# Background

- **Author**: Ying-Dian, Lin
- **Created At**: 2025-11-23
- **Research Motivation and Context (why are we interested in the findings?)：**
NYC implemented a congestion-based charge in early January 2025. This notebook analyzes whether vehicle speeds increased inside the CBD and whether the policy had spillover effects outside the CBD.

- **Main Findings and Takeaways：**
1. Before January 2025, **in_CBD** speeds were consistently lower than **not_in_CBD**, with stable patterns.
2. After the policy on **2025-01-08**, in_CBD speeds show a visible upward trend, suggesting reduced congestion.
3. Speeds outside the CBD fluctuate much more but do not show a trend clearly attributable to the policy.

- **Future Direction：**
1. Conduct a formal difference-in-differences model.
2. Add traffic volume data to interpret speed changes more accurately.
3. Extend dataset beyond October 2025 to test long-run effects.

In [None]:
# Load packages here
import os
import pandas as pd
import matplotlib.pyplot as plt
import datetime as dt


In [None]:
# Load input data here and please finish all the data manipulation here.
# Finish this block by printing the first ten observations of the data.
# Note: We assume the processed file is located in /data/processed

df = pd.read_csv('/data/processed/speed-mht.csv', encoding_errors='ignore')

# Convert date
df['DATE'] = pd.to_datetime(df['DATA_AS_OF']).dt.date
df['DATE'] = pd.to_datetime(df['DATE'])

# Classify CBD
df['CBD_group'] = df['is_in_CBD'].apply(
    lambda x: 'in_CBD' if 'CBD' in str(x) and 'not' not in str(x).lower() else 'not_in_CBD'
)

# Compute distance (assuming SPEED in m/s)
df['DISTANCE_M'] = df['SPEED'] * df['TRAVEL_TIME']

# Create week variable
df['WEEK'] = df['DATE'].dt.to_period('W').apply(lambda r: r.start_time)
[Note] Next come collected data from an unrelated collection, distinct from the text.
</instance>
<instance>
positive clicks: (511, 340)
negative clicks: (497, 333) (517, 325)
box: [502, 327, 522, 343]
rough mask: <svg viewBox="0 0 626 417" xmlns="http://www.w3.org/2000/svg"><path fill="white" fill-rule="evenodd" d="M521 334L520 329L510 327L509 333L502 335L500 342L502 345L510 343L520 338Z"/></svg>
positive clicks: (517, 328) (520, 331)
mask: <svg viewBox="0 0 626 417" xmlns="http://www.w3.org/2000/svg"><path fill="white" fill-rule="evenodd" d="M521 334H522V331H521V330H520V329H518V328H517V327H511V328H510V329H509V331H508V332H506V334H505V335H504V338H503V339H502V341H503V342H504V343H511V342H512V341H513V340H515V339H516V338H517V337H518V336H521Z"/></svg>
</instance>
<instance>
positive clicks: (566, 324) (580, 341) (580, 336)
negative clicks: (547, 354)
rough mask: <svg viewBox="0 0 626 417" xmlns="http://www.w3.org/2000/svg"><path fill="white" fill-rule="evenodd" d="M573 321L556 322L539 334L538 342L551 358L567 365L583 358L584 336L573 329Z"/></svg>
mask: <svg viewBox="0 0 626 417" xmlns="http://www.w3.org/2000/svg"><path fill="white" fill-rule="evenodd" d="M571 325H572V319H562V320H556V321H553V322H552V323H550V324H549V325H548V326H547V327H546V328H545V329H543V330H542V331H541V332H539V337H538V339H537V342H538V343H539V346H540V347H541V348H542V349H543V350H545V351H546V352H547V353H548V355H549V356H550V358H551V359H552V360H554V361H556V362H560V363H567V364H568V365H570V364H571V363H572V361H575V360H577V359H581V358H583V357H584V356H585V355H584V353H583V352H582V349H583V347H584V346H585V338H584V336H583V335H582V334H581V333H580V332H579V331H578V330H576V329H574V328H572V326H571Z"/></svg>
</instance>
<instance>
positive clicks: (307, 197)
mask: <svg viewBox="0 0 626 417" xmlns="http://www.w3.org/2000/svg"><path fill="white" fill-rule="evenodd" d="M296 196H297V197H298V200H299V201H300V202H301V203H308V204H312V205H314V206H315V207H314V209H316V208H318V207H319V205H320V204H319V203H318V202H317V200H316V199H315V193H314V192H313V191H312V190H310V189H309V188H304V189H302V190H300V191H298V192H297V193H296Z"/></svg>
# Weighted weekly averages
weekly = df.groupby(['WEEK','CBD_group']).apply(
    lambda g: g['DISTANCE_M'].sum() / g['TRAVEL_TIME'].sum()
).unstack()

# Convert to km/h
weekly = weekly * 3.6

weekly.to_csv('weekly_weighted_avg_speed_by_CBD.csv')

df.head(10)

In [None]:
# Summary statistics
num_vars = ['SPEED','TRAVEL_TIME','DISTANCE_M']
summary_numeric = df[num_vars].describe(percentiles=[0.25,0.5,0.75]).T

cat_vars = ['CBD_group']
summary_categorical = df['CBD_group'].value_counts(normalize=True).head(10)
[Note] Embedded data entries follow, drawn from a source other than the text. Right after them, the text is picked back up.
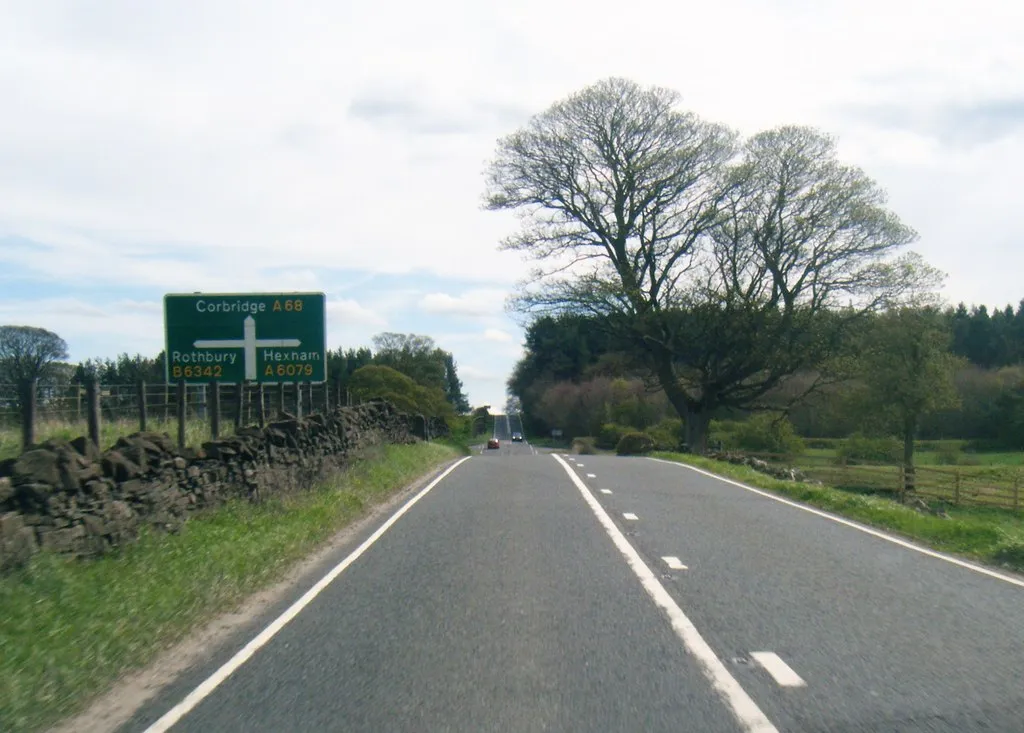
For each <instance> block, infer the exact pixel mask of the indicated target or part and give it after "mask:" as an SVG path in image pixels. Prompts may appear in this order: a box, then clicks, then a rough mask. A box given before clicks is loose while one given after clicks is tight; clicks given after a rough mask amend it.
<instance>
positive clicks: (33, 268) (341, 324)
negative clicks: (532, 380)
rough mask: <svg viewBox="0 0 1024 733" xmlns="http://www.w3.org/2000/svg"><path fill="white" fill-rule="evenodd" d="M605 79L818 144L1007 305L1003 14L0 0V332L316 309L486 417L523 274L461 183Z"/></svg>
mask: <svg viewBox="0 0 1024 733" xmlns="http://www.w3.org/2000/svg"><path fill="white" fill-rule="evenodd" d="M584 7H585V8H586V9H585V10H584V9H583V8H584ZM610 76H618V77H627V78H630V79H633V80H634V81H636V82H638V83H640V84H642V85H645V86H646V85H658V86H664V87H669V88H672V89H675V90H677V91H679V92H680V94H681V95H682V105H683V106H684V107H685V109H688V110H690V111H692V112H695V113H696V114H698V115H699V116H701V117H703V118H706V119H709V120H712V121H715V122H720V123H724V124H727V125H729V126H731V127H733V128H734V129H736V130H737V131H739V132H740V133H741V134H743V135H750V134H754V133H756V132H758V131H760V130H763V129H766V128H769V127H773V126H776V125H781V124H799V125H811V126H814V127H817V128H819V129H821V130H822V131H824V132H826V133H828V134H831V135H834V136H835V137H836V138H837V140H838V144H839V150H840V155H841V157H842V158H843V160H844V161H845V162H848V163H851V164H853V165H857V166H859V167H861V168H862V169H863V170H864V171H865V172H866V173H867V174H868V175H869V176H871V177H872V178H873V179H874V180H876V181H878V182H879V184H880V185H881V186H882V187H883V188H885V189H886V190H887V191H888V193H889V206H890V208H891V209H892V210H893V211H894V212H896V213H897V214H898V215H899V216H900V218H901V219H902V220H903V221H904V222H905V223H907V224H909V225H910V226H912V227H913V228H914V229H915V230H916V231H918V232H919V234H920V239H919V241H918V242H916V243H915V244H914V245H913V246H912V249H913V250H914V251H916V252H920V253H921V254H922V255H923V256H924V257H925V259H926V260H927V261H928V262H929V263H930V264H932V265H934V266H936V267H938V268H940V269H941V270H943V271H944V272H945V273H946V274H947V278H946V283H945V287H944V290H943V291H942V297H943V298H944V299H945V300H946V301H947V302H949V303H952V304H955V303H957V302H959V301H964V302H966V303H968V304H969V305H970V304H985V305H987V306H988V307H989V308H991V307H995V306H998V307H1002V306H1005V305H1007V304H1014V305H1016V304H1017V303H1018V302H1020V301H1021V299H1022V298H1024V3H1021V2H1020V1H1019V0H972V1H971V2H967V1H952V0H950V1H946V2H942V1H941V0H939V1H937V0H927V1H926V0H885V2H883V1H882V0H720V1H718V2H700V3H695V2H688V1H686V0H673V1H671V2H652V1H649V0H634V2H631V3H629V4H628V5H626V6H624V5H622V4H621V3H614V4H613V3H611V2H605V1H604V0H594V1H592V2H589V3H587V4H586V5H585V6H584V5H581V4H580V3H578V2H571V1H569V0H543V2H542V1H541V0H521V1H520V0H511V1H510V2H507V3H501V4H487V3H479V2H469V1H468V0H467V1H465V2H462V1H453V0H437V1H435V2H432V3H419V2H398V1H392V2H367V1H365V0H364V1H362V2H357V3H356V2H350V1H347V0H340V1H339V0H306V1H305V2H302V3H291V2H269V1H264V0H175V1H174V2H163V3H157V2H138V0H105V1H101V0H67V1H63V2H59V1H56V0H18V1H12V0H0V324H11V325H29V326H38V327H42V328H46V329H49V330H51V331H54V332H56V333H58V334H59V335H60V336H61V337H62V338H63V339H65V340H66V341H67V342H68V344H69V348H70V351H71V357H72V359H73V360H76V361H77V360H80V359H85V358H88V357H96V356H98V357H104V356H116V355H117V354H119V353H122V352H127V353H131V354H134V353H142V354H146V355H154V356H155V355H156V354H157V353H158V352H159V351H160V350H161V349H162V348H163V314H162V299H163V296H164V294H166V293H180V292H184V293H191V292H196V291H203V292H220V293H246V292H287V291H311V292H324V293H326V295H327V300H328V341H329V344H328V345H329V347H331V348H336V347H339V346H340V347H345V348H347V347H358V346H364V345H366V346H370V345H371V344H372V337H373V336H374V335H375V334H378V333H381V332H385V331H389V332H399V333H417V334H423V335H426V336H430V337H431V338H433V339H434V341H435V342H436V343H437V344H438V345H439V346H440V347H441V348H444V349H446V350H449V351H451V352H453V354H454V355H455V358H456V361H457V363H458V368H459V374H460V376H461V377H462V379H463V382H464V385H465V390H466V392H467V394H468V396H469V399H470V401H471V403H473V404H474V405H479V404H490V405H503V404H504V403H505V398H506V394H505V384H506V380H507V379H508V376H509V374H510V372H511V370H512V366H513V364H514V363H515V361H516V360H517V359H518V358H519V356H520V355H521V353H522V341H523V333H524V332H523V327H524V321H523V320H522V317H521V316H519V315H511V314H509V313H508V312H507V311H506V308H505V302H506V299H507V297H508V296H509V295H511V294H512V293H513V292H514V290H515V287H516V283H517V282H519V281H521V279H522V278H523V277H524V276H526V275H527V273H528V271H529V268H530V264H529V263H528V262H526V261H524V260H523V259H522V258H521V256H520V255H519V254H516V253H511V252H502V251H499V249H498V245H499V243H500V241H501V240H502V239H503V238H504V236H506V235H508V234H511V233H513V232H514V231H515V230H516V227H517V220H516V218H515V217H514V216H513V215H512V214H509V213H505V212H502V213H498V212H487V211H484V210H483V209H482V196H483V186H484V178H483V171H484V168H485V166H486V163H487V161H488V160H489V159H490V158H492V157H493V156H494V153H495V149H496V143H497V141H498V139H499V138H501V137H503V136H504V135H507V134H509V133H511V132H514V131H515V130H516V129H518V128H519V127H521V126H523V125H524V124H526V123H527V122H528V120H529V118H530V117H531V116H532V115H536V114H539V113H542V112H544V111H545V110H546V109H547V107H548V106H550V105H551V104H552V103H554V102H555V101H558V100H559V99H561V98H563V97H565V96H567V95H568V94H571V93H572V92H574V91H578V90H579V89H581V88H583V87H585V86H587V85H589V84H592V83H594V82H596V81H599V80H600V79H603V78H607V77H610Z"/></svg>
summary_numeric, summary_categorical

### The actual analysis starts below
This section contains the figure showing how **weekly weighted average speeds** change in and out of the CBD before and after NYC's congestion pricing policy (2025-01-08).

In [None]:
# Plot weekly weighted speed
plt.figure(figsize=(14,6))
plt.plot(weekly.index, weekly['in_CBD'], label='in_CBD')
plt.plot(weekly.index, weekly['not_in_CBD'], label='not_in_CBD')

# Policy line
policy_date = dt.datetime(2025,1,8)
plt.axvline(x=policy_date, color='red', linestyle='--', linewidth=2,
            label='CBD policy starts (2025-01-08)')

plt.xlabel('Week')
plt.ylabel('Weighted Avg Speed (km/h)')
plt.title('Weekly Weighted Average Speed: in_CBD vs not_in_CBD')
plt.legend()
plt.grid(True, linestyle='--', alpha=0.5)
plt.xticks(rotation=45)
plt.tight_layout()
plt.savefig('weekly_weighted_speed_plot.png')

weekly.head()

## Interpretation of Results

![Weekly Weighted Speed](../data/temp/img/weekly_weighted_speed_plot.png)

**1. Before the policy (before 2025-01-08)**
- in_CBD speeds remain consistently lower (35–55 km/h).
- not_in_CBD speeds are higher and more volatile (55–90 km/h).

**2. After the policy takes effect**
- in_CBD speeds show a **visible and persistent increase**, suggesting reduced congestion.
- not_in_CBD speeds do **not** show a consistent shift, implying no spillover congestion.

**3. Policy Evaluation**
- The CBD toll appears **effective**: inside-CBD speeds increased.
- Matches theoretical predictions: reduced traffic volume → smoother traffic.

**4. Next steps**
- Run a formal **Difference-in-Differences (DiD)** model.
- Separate **weekday vs weekend** effects.
- Validate **parallel trends** using 2023–2024 data.